Well, unlike most professional explicators, Eagleton actually applies what he preaches, rightly acknowledging that not even a sound historical-materialist interpretation of life takes place outside of life’s historical and material limitations. Marx spent most of his adulthood in poverty battling various debt collectors. Nietzsche, it’s believed, contracted syphilis at a young age, which eventually drove him mad, but not before muting his voice and freezing his gaze. Wittgenstein gave away the entirety of his dynastic fortune and chose to live a life of austerity, sustaining himself on small daily portions of bread and cheese. It’s no surprise to Eagleton that these biographical facts would play a role in the evolution of one’s philosophical assumptions. None of these philosophers (including Eagleton) treat the “external world” like a ship in a bottle, capable of detached study from a barricaded point of view. As Eagleton puts it, with his typical splicing of flippant vulgarity and scholastic profundity, “Because we are incarnate creatures, we are as much in the world as our sewage systems. The world is not an object set over against us, to be contemplated from some elusive location within our skulls.”

If Materialism lacks anything it’s more pages. One would like Eagleton to have told us approximately where he thinks the intellectual paths of all three philosophers began to diverge and why. Also, if each of them were being led by the same bell tolling them homeward, how did they not (even if circumlocutory) end up at the same place? Or did they reach relatively the same position but were members of different classes and thus had different political allegiances? Or, to return to the analogy, was the sound of the toll not a bell-top but merely the echo of their own footsteps?

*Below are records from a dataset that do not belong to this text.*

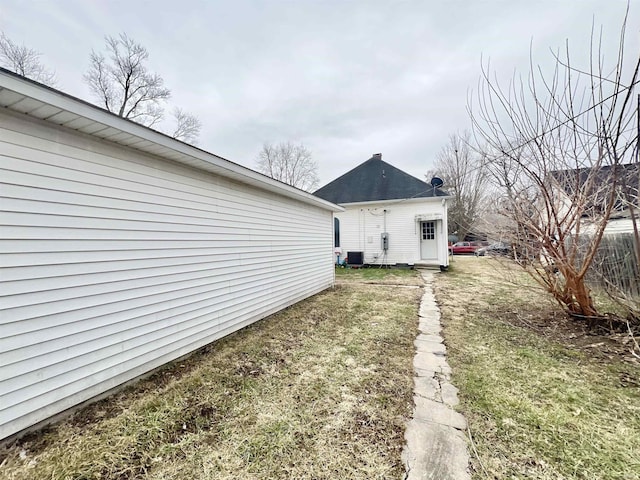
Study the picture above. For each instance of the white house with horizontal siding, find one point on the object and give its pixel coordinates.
(123, 249)
(389, 217)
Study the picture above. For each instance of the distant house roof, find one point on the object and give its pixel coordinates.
(376, 180)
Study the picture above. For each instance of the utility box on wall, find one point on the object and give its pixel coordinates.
(384, 241)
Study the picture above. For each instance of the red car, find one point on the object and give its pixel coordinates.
(460, 248)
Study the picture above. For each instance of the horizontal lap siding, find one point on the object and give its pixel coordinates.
(114, 263)
(358, 224)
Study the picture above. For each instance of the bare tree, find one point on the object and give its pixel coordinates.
(290, 164)
(24, 61)
(122, 83)
(187, 128)
(557, 143)
(465, 179)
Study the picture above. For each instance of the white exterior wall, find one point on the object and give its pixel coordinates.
(362, 224)
(115, 262)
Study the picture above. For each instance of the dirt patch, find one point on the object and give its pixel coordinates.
(486, 275)
(319, 391)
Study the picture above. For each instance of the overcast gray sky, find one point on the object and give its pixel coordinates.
(346, 78)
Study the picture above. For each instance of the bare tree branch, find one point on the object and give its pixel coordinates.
(290, 164)
(557, 147)
(24, 61)
(466, 180)
(187, 127)
(123, 84)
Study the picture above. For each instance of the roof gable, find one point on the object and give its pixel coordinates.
(376, 180)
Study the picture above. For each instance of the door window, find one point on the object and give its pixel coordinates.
(428, 230)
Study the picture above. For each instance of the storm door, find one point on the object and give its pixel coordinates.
(428, 245)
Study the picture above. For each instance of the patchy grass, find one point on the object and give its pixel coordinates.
(321, 390)
(539, 404)
(376, 275)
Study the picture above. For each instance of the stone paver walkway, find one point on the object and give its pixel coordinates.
(435, 446)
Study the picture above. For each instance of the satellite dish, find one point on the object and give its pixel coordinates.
(436, 182)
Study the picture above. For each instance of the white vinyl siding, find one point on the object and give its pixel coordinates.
(362, 224)
(115, 262)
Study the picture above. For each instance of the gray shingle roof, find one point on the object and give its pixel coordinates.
(376, 180)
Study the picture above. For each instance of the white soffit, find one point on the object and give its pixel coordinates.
(45, 103)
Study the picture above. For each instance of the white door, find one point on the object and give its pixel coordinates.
(428, 243)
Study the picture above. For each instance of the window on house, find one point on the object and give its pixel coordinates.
(428, 230)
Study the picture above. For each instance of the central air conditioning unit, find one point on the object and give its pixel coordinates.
(355, 258)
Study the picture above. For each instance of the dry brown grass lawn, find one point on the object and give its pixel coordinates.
(544, 398)
(321, 390)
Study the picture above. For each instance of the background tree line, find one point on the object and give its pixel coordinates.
(122, 84)
(553, 157)
(119, 80)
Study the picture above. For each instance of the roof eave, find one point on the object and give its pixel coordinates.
(39, 101)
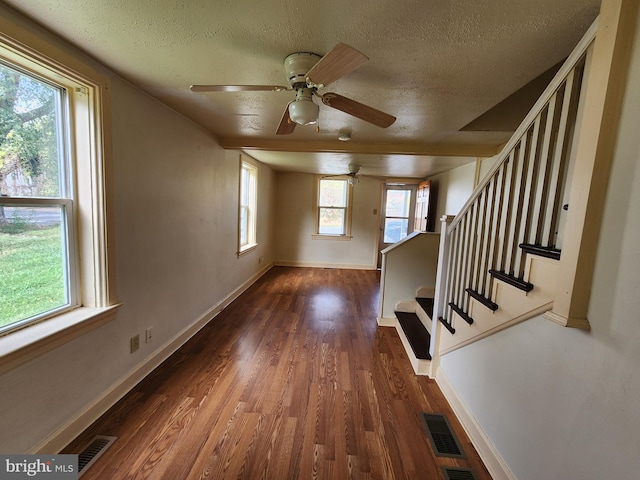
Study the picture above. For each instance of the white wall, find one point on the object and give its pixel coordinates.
(454, 189)
(563, 403)
(294, 225)
(175, 205)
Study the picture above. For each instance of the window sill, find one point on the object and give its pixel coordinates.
(247, 249)
(24, 345)
(318, 236)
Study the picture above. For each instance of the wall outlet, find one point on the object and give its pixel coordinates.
(135, 342)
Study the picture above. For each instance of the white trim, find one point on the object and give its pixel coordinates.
(348, 266)
(62, 436)
(20, 346)
(497, 467)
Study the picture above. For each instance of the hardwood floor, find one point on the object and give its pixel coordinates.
(293, 380)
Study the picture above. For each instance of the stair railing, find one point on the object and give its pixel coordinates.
(519, 202)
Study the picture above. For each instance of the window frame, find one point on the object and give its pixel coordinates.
(251, 206)
(348, 208)
(64, 200)
(89, 140)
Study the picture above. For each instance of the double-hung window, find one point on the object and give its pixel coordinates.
(37, 233)
(248, 206)
(54, 267)
(333, 207)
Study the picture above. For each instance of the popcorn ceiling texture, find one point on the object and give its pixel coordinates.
(434, 64)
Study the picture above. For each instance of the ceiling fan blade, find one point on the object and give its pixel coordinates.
(287, 126)
(341, 60)
(357, 109)
(238, 88)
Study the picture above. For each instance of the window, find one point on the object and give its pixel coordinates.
(54, 267)
(248, 206)
(37, 274)
(333, 207)
(398, 205)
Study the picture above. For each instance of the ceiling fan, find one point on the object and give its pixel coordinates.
(307, 73)
(353, 174)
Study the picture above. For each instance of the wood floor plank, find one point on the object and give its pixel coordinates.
(293, 380)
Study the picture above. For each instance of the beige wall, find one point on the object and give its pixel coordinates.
(454, 189)
(295, 219)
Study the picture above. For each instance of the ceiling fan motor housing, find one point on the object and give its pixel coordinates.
(297, 65)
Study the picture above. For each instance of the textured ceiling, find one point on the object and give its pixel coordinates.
(436, 65)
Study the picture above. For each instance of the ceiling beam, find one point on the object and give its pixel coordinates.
(436, 150)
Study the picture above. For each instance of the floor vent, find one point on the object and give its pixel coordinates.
(443, 441)
(92, 452)
(451, 473)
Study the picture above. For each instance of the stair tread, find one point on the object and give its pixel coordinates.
(427, 305)
(418, 336)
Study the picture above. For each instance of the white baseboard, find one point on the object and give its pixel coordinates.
(349, 266)
(67, 432)
(489, 455)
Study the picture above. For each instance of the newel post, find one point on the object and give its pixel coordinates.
(439, 300)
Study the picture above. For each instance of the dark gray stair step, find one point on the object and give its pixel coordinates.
(511, 280)
(418, 336)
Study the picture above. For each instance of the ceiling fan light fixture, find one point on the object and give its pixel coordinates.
(303, 110)
(344, 135)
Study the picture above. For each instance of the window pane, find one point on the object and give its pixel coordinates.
(398, 202)
(33, 276)
(331, 221)
(333, 193)
(395, 229)
(243, 226)
(30, 136)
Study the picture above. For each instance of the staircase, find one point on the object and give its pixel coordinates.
(500, 257)
(414, 328)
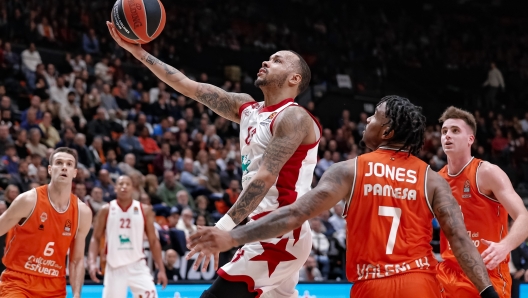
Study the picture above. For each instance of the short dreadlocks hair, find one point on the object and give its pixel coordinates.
(407, 121)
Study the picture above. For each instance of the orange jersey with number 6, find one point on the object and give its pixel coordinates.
(389, 219)
(39, 245)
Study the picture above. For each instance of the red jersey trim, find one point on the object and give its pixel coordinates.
(276, 106)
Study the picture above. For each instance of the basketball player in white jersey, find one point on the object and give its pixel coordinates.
(125, 221)
(278, 141)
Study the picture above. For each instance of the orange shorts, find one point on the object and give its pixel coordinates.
(455, 283)
(404, 285)
(16, 284)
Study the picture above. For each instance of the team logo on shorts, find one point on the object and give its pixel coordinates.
(466, 190)
(67, 228)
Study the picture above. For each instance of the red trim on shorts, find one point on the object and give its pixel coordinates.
(241, 278)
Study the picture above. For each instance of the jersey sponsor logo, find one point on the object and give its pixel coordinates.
(373, 271)
(268, 120)
(466, 193)
(67, 228)
(43, 266)
(245, 164)
(390, 172)
(251, 133)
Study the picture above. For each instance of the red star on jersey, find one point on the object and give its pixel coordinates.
(274, 254)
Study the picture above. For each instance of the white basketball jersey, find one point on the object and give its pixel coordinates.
(124, 234)
(295, 177)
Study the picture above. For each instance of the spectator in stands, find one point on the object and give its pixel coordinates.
(186, 222)
(5, 139)
(105, 183)
(90, 42)
(229, 174)
(35, 104)
(21, 179)
(320, 246)
(70, 110)
(310, 272)
(168, 189)
(30, 60)
(128, 142)
(59, 93)
(95, 200)
(111, 165)
(80, 191)
(171, 259)
(34, 146)
(10, 159)
(10, 194)
(494, 81)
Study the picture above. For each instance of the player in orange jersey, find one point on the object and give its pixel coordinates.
(124, 221)
(392, 198)
(486, 197)
(45, 223)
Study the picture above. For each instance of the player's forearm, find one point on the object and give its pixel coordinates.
(250, 198)
(470, 260)
(77, 276)
(278, 222)
(518, 232)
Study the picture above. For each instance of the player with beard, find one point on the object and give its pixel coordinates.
(392, 197)
(279, 142)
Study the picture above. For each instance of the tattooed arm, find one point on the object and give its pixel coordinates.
(449, 216)
(225, 104)
(292, 127)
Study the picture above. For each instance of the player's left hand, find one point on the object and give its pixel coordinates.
(162, 278)
(494, 254)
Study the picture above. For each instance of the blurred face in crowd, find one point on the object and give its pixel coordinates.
(457, 137)
(123, 187)
(97, 194)
(183, 198)
(278, 71)
(80, 190)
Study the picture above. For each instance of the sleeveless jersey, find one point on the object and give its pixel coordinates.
(389, 219)
(124, 234)
(295, 177)
(485, 217)
(39, 245)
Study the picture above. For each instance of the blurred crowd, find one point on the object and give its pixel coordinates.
(183, 159)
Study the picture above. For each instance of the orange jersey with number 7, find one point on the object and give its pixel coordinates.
(38, 246)
(389, 218)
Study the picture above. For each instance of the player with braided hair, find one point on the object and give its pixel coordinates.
(392, 197)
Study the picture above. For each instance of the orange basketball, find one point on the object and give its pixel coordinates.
(138, 21)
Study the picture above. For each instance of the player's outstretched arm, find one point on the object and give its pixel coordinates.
(450, 218)
(493, 182)
(291, 127)
(22, 207)
(77, 250)
(225, 104)
(93, 252)
(154, 244)
(335, 185)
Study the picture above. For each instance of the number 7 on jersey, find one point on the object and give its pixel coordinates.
(395, 213)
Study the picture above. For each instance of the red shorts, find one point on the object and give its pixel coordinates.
(16, 284)
(403, 285)
(455, 283)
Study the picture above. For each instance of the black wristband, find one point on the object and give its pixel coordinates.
(489, 292)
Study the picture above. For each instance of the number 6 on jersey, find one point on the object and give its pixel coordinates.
(395, 213)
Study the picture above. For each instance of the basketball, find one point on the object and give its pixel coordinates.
(138, 21)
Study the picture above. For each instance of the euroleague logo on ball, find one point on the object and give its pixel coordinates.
(134, 8)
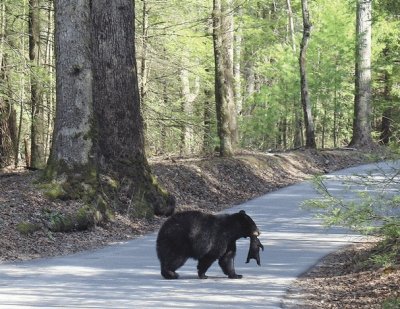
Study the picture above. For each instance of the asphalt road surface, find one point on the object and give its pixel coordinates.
(127, 274)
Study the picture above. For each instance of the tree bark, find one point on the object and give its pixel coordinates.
(224, 81)
(38, 158)
(188, 98)
(305, 97)
(387, 115)
(98, 139)
(362, 100)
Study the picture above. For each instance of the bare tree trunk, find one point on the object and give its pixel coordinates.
(362, 100)
(188, 98)
(297, 135)
(207, 114)
(224, 85)
(72, 139)
(38, 159)
(305, 97)
(7, 112)
(237, 65)
(98, 147)
(386, 131)
(143, 60)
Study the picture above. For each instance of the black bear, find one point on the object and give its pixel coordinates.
(203, 237)
(254, 250)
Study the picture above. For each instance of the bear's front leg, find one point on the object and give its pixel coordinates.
(226, 262)
(203, 265)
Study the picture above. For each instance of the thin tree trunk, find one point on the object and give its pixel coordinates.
(305, 97)
(188, 98)
(237, 65)
(362, 100)
(207, 138)
(297, 135)
(386, 131)
(38, 159)
(224, 94)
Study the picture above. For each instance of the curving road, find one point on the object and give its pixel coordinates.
(126, 275)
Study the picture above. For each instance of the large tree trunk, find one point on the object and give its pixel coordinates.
(305, 96)
(98, 148)
(224, 80)
(38, 158)
(7, 112)
(362, 100)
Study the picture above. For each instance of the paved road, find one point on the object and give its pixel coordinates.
(126, 275)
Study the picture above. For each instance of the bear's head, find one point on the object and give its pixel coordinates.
(247, 225)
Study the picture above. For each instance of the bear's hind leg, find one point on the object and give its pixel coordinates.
(168, 269)
(203, 265)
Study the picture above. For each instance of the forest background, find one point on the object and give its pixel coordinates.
(175, 58)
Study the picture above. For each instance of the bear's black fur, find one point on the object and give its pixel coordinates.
(203, 237)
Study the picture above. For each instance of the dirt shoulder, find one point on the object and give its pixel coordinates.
(209, 184)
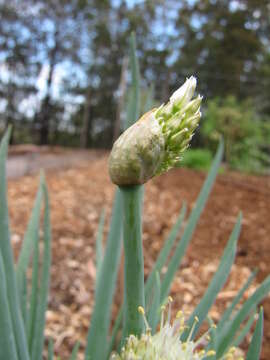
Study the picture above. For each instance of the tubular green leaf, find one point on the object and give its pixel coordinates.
(105, 287)
(38, 341)
(160, 262)
(8, 260)
(218, 280)
(99, 247)
(153, 313)
(7, 341)
(254, 349)
(31, 236)
(163, 255)
(226, 337)
(50, 350)
(31, 321)
(228, 312)
(244, 331)
(190, 227)
(132, 198)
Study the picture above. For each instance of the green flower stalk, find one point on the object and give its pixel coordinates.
(166, 343)
(156, 142)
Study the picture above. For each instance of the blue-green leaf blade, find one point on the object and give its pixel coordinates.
(192, 222)
(8, 260)
(254, 349)
(100, 321)
(133, 107)
(38, 341)
(32, 312)
(7, 340)
(164, 253)
(75, 351)
(50, 349)
(99, 246)
(228, 312)
(30, 237)
(218, 279)
(226, 336)
(153, 313)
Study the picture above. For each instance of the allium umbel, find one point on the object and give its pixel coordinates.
(166, 344)
(156, 142)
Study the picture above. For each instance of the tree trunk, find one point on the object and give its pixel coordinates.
(86, 120)
(120, 104)
(44, 115)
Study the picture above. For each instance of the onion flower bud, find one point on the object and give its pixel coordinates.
(166, 343)
(156, 142)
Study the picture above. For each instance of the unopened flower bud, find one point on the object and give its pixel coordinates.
(155, 143)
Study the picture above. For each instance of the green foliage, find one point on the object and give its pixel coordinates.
(199, 159)
(246, 134)
(24, 317)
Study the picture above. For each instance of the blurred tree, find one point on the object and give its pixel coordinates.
(222, 42)
(19, 67)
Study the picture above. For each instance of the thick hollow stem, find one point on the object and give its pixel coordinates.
(132, 197)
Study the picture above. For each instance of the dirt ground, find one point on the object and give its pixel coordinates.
(80, 191)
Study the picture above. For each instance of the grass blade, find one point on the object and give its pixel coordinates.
(38, 341)
(132, 198)
(115, 330)
(8, 260)
(165, 252)
(50, 350)
(218, 280)
(100, 321)
(244, 331)
(190, 227)
(153, 313)
(133, 107)
(99, 246)
(228, 312)
(160, 262)
(32, 313)
(31, 236)
(75, 351)
(7, 341)
(227, 335)
(254, 349)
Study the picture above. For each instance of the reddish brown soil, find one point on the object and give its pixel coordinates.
(77, 197)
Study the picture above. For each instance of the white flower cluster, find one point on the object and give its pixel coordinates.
(166, 344)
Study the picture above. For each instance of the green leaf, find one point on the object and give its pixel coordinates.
(115, 330)
(31, 236)
(218, 280)
(32, 313)
(132, 199)
(99, 246)
(24, 299)
(8, 260)
(244, 331)
(75, 351)
(254, 349)
(226, 336)
(190, 227)
(105, 288)
(38, 341)
(133, 108)
(160, 262)
(50, 350)
(165, 252)
(228, 312)
(153, 314)
(7, 341)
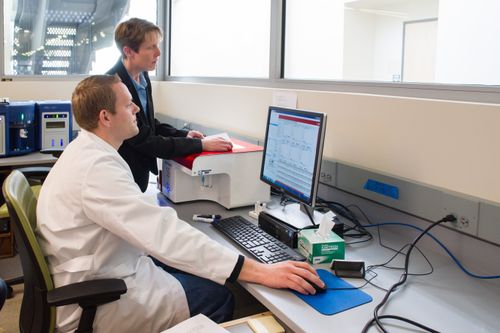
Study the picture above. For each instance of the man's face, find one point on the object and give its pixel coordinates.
(147, 56)
(124, 121)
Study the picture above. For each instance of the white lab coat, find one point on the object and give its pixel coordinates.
(94, 222)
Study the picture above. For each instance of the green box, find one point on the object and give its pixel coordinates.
(318, 249)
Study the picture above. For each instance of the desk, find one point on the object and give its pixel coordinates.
(36, 158)
(447, 300)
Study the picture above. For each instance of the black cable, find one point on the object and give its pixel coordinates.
(404, 276)
(409, 321)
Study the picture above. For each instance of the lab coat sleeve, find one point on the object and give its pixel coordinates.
(111, 199)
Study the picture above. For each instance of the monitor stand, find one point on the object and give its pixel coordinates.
(294, 215)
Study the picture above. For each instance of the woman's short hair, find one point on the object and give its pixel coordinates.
(132, 33)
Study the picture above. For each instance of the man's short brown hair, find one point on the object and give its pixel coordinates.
(92, 95)
(132, 33)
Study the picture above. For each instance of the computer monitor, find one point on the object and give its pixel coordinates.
(293, 150)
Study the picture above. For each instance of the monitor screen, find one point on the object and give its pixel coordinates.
(292, 152)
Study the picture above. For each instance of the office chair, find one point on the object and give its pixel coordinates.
(40, 297)
(35, 176)
(3, 292)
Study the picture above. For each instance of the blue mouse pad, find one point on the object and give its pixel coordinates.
(335, 301)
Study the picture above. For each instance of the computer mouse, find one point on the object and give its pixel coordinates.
(319, 290)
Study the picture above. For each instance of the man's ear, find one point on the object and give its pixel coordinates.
(127, 51)
(104, 118)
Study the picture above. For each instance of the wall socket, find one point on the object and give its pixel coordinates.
(328, 172)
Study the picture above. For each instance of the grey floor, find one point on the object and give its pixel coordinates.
(10, 268)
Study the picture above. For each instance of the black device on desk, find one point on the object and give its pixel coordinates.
(257, 242)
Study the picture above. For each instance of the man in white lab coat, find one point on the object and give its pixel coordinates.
(94, 222)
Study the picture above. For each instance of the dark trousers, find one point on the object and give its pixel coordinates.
(203, 296)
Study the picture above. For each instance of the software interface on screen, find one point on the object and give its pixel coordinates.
(293, 150)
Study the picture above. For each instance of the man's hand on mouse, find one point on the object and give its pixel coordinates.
(293, 275)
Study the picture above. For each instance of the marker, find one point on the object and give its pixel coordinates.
(206, 218)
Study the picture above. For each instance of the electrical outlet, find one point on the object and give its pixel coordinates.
(466, 212)
(328, 172)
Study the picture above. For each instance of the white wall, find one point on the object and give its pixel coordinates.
(452, 145)
(462, 46)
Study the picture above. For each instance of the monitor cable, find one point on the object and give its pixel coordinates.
(376, 318)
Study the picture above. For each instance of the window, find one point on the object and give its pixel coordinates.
(425, 41)
(220, 38)
(64, 37)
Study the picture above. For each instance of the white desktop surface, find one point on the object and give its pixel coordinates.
(447, 300)
(35, 158)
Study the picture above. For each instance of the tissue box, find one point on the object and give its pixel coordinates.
(319, 249)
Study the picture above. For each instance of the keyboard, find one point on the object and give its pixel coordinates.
(262, 246)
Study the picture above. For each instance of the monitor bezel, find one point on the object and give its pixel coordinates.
(320, 140)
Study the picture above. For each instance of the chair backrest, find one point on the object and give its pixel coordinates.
(36, 315)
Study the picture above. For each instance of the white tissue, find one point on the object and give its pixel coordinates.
(326, 225)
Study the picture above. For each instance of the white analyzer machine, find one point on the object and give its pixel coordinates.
(228, 178)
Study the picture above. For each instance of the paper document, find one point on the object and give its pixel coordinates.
(197, 324)
(225, 136)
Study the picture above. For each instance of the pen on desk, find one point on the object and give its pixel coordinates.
(205, 217)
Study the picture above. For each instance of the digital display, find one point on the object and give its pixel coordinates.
(293, 151)
(55, 124)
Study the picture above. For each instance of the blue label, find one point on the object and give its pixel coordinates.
(390, 191)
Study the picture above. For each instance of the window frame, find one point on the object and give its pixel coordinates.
(38, 77)
(452, 92)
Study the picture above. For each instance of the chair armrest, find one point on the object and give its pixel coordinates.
(56, 152)
(93, 292)
(35, 171)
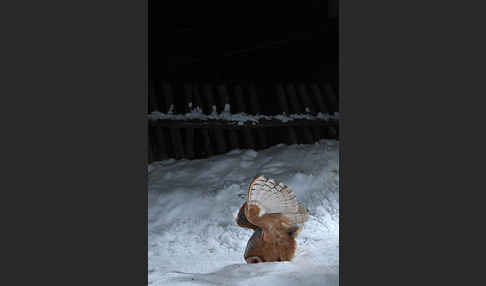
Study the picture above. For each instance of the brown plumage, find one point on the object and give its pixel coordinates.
(276, 217)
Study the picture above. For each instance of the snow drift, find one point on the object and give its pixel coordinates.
(192, 236)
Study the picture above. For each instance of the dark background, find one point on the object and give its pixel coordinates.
(75, 142)
(242, 40)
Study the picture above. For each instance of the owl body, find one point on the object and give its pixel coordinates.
(274, 232)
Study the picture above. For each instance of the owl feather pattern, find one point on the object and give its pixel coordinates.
(275, 215)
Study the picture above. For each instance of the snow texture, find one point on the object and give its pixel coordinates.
(240, 118)
(192, 235)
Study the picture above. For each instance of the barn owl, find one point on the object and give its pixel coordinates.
(276, 217)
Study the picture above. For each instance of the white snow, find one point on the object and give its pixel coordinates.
(192, 236)
(240, 118)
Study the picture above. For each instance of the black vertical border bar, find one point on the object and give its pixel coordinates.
(75, 197)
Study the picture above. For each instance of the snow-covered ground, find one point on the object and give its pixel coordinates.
(192, 236)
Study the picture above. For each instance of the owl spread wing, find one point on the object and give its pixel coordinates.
(266, 196)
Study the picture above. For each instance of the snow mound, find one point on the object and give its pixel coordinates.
(192, 236)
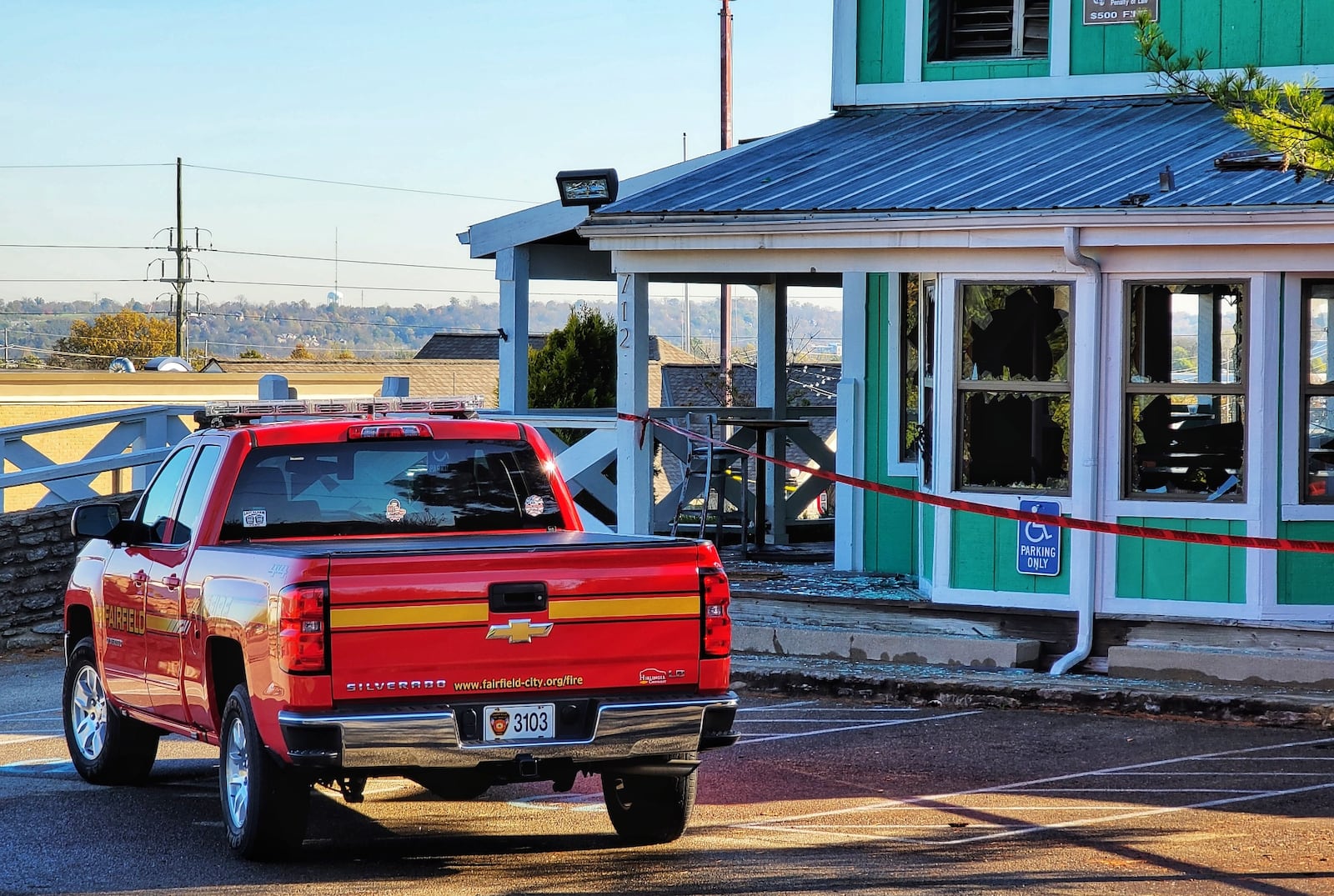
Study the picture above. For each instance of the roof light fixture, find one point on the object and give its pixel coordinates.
(590, 187)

Eagleton is at heart an old-fashioned British pamphleteer (nearly all his works are short, polemical, and overwrought with verbal energy), so it isn’t necessarily fair to complain about Materialism cutting itself short and raising more questions than it answers. (In fact, Eagleton would agree with Wittgenstein that these ought to be considered virtues for philosophical writings.) The book will distress the sort of left-wing intellectual who believes the latest political fads are by coincidence the correct ones and irritate the sort of right-wing intellectual who thinks that by simply pointing out that they’re fads is in effect refuting them. It’s also an excellent presentation of the strange feedback loop between ideas and their material surroundings—what Marxists call “the dialectic” and non-Marxists call “the complexities of life.”